Danny Bonaduce 1959-2009, and Beyond … Probably
He puffs a cigarette, which is actually an electronic device that produces nicotine vapor. He’s quitting real smoking while training for the Canseco fight. These days when he goes to bars, it’s with a strict three-drink limit. He’s been diagnosed more than once as bipolar (“They prescribe Lithium before I sit down”) but isn’t being treated for it pharmaceutically. He’ll tell you he hasn’t even seen cocaine in 20 years (the last time he was arrested on a coke charge was in 1990), though during his heart-crushing 2005-’06 reality TV series Breaking Bonaduce, which chronicled the explosion of his marriage, he abused Vicodin, chugged vodka from the bottle, and injected himself with steroids.
“I don’t think I ever took drugs or drank to mask pain,” he tells me after the morning show ends. “I’m not completely averse to pain. If you live a life with no pain, how do you measure pleasure? You know, I believe it was Socrates who said an unexamined life is not worth living. Well, my life has been examined, and it’s covered in scars, in full steel, titanium and brass.” Here, he gives a tour of the metal inserted into his body to support broken bones.
Danny Bonaduce is a complicated man who wants to be known as a complicated man: as a menace and a mensch; as a black-belt martial artist and a well-read thinker with a library inside his head and an IQ of 156; as a recovering drug addict who’s now hooked on work; as a briefly homeless person and generous millionaire; as a sentimental romantic who, everybody knows, doesn’t give a crap. Or take any. Of course, he really is all of these things.
“If you challenge him, he won’t back down,” says Shila Nathan, one of his on-air sidekicks. “I’ve kicked him in the balls on a dare.”
He became the WYSP morning guy in November, returning to his native Philadelphia, the bad-boy child star turning 50 this year, divorced from an 18-year marriage, with yet another fresh start, a new set of angels watching over him, and a new generation of fans hoping he makes it, or at least flames out as entertainingly as always.
Rewind: Bonaduce is scrutinizing a contract again, but this time it’s not on the radio. It’s in the pilot episode of The Partridge Family, filmed when Danny was nine and aired in the fall of 1970.
“I’m sorry, Mr. Kincaid, but naturally I have to look over the fine print. After all, we’ve both agreed that our record will gross millions,” he says. The Partridge Family lasted four seasons, and a generation — the Obama generation, really — had freckled, redheaded Danny Partridge as a TV buddy.

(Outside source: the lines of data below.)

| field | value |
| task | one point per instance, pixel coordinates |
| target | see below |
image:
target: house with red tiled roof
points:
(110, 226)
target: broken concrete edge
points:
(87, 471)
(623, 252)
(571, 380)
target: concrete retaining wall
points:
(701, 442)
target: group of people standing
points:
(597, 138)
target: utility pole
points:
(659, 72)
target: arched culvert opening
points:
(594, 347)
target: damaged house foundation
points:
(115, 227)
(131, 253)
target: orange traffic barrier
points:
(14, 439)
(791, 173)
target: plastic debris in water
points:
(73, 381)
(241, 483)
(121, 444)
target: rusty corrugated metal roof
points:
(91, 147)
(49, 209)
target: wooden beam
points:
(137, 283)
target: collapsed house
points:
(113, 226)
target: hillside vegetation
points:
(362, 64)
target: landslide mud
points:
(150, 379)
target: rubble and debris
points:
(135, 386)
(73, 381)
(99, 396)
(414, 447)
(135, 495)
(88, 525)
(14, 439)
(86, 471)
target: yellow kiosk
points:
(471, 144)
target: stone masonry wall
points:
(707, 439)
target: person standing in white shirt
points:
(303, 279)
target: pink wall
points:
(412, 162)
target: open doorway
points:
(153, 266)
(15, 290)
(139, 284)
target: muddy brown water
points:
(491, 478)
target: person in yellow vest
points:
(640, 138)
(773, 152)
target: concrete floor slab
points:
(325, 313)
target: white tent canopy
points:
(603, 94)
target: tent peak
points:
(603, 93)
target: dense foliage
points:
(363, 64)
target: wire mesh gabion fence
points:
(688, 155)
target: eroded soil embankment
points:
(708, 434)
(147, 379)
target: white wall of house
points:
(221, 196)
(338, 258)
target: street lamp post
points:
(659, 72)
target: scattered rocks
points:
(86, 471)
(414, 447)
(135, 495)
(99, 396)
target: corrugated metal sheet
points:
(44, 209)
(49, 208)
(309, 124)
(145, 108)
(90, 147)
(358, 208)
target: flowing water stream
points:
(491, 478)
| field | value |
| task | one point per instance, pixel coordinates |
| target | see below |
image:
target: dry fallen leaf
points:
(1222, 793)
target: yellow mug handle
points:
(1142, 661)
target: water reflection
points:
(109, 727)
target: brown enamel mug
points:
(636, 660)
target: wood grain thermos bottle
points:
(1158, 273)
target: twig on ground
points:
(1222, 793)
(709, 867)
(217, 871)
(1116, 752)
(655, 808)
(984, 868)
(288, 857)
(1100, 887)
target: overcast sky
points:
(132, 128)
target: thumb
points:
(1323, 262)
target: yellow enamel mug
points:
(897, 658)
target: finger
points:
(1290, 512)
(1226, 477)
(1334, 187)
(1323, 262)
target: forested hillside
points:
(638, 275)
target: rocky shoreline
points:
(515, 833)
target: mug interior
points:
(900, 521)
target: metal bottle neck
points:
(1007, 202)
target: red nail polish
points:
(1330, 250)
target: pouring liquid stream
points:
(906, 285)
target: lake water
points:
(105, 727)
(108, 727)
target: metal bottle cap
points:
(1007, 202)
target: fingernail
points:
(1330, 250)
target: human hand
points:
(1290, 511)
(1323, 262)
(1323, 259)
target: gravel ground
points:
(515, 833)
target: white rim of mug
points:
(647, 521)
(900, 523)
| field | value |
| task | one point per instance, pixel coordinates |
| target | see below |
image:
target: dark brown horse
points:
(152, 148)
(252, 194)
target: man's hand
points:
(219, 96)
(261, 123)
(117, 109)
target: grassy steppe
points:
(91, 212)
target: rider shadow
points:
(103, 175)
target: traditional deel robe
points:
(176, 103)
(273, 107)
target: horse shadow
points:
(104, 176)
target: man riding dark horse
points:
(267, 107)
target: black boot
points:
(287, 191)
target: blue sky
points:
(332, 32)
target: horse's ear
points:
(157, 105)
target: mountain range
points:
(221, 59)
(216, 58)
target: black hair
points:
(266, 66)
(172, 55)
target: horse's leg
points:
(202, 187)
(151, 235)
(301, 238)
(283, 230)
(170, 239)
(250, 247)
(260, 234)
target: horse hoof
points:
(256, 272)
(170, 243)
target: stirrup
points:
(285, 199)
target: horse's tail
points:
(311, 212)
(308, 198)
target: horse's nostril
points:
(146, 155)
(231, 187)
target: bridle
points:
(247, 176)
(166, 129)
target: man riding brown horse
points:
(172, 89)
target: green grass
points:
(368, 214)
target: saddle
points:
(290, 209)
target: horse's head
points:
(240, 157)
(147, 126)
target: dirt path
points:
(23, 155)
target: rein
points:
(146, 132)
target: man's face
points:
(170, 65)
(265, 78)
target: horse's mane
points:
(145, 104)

The Bonaduce family had arrived in Hollywood from Broomall when Danny was four. They had deep Philly roots. Bonaduce’s grandfather, Jack Steck, was a TV and radio pioneer at WCAU and WFIL who helped Ed McMahon and Dick Clark get their starts, in the 1950s. One of Steck’s daughters, Jacqueline, taught journalism at Temple for 45 years. His daughter Elizabeth married Joe Bonaduce, who worked at the Philadelphia Zoo. One of Joe’s side gigs was doing kiddie TV shows with animals.